Here’s how Munthe-Kaas believes that online grocery can compete with discount supermarkets on price, why he thinks that pureplay online grocers have an advantage over omnichannel grocers, and what Norway’s dominant online grocer has planned for the future.
How to make online grocery competitive on price
Oda was founded by a group of 10 co-founders, seven of whom had a background in technology, and three of whom had a background in operations. “We definitely came from the system side of things,” Munthe-Kaas said – something that helped when creating the unique value chain on which Oda is built (more on this in a moment). The business was originally called Kolonial, which is Norwegian for “corner shop”, and rebranded as Oda in 2021 after raising a round of funding to help it expand internationally.
The rebrand was motivated in part by this international expansion, since the name “Kolonial” has quite different connotations outside of Norway, something that Oda wanted to avoid. Oda’s scope and ambitions in 2022 are also far beyond the humble corner shop: its primary competitors are Norway’s large incumbent supermarkets, and the average value of an order on Oda is 119€.
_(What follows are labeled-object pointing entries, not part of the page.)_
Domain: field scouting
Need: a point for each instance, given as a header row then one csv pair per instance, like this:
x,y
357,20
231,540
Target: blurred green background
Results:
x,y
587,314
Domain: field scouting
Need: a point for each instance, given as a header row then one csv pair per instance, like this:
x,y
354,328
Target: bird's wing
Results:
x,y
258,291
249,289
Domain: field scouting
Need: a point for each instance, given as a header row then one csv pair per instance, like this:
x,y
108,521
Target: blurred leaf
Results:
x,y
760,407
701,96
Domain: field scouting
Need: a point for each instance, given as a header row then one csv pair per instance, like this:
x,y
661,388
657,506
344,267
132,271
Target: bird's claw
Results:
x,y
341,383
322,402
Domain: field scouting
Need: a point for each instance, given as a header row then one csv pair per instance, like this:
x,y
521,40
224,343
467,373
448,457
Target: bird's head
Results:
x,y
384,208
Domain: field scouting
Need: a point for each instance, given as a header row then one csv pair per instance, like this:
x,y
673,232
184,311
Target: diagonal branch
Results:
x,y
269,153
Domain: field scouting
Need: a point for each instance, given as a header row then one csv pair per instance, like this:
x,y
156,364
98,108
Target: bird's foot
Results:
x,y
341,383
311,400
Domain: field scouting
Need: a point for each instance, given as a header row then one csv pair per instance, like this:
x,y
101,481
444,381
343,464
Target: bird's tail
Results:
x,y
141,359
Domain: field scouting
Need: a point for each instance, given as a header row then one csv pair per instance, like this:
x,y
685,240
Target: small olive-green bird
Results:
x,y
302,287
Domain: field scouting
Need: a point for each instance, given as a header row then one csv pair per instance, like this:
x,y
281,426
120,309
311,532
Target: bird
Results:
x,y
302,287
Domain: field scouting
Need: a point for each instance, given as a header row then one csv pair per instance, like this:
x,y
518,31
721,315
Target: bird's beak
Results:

Scale is important for the value chain that Munthe-Kaas says is the secret to Oda’s success at competing on price with offline discounters. He highlighted three figures that he says are key to enabling a pureplay online grocer like Oda to be competitive: more than 200 UPH (Units Per Hour, referring to the number of items picked per labour hour at a warehouse), more than five DPH (Drops Per Hour, referring to the number of deliveries per hour), and more than 100 euros in average order value. “If you’re able to achieve these numbers, then in fact online grocery can be more efficient than offline discount, which means you can then price it at online discount,” said Munthe-Kaas.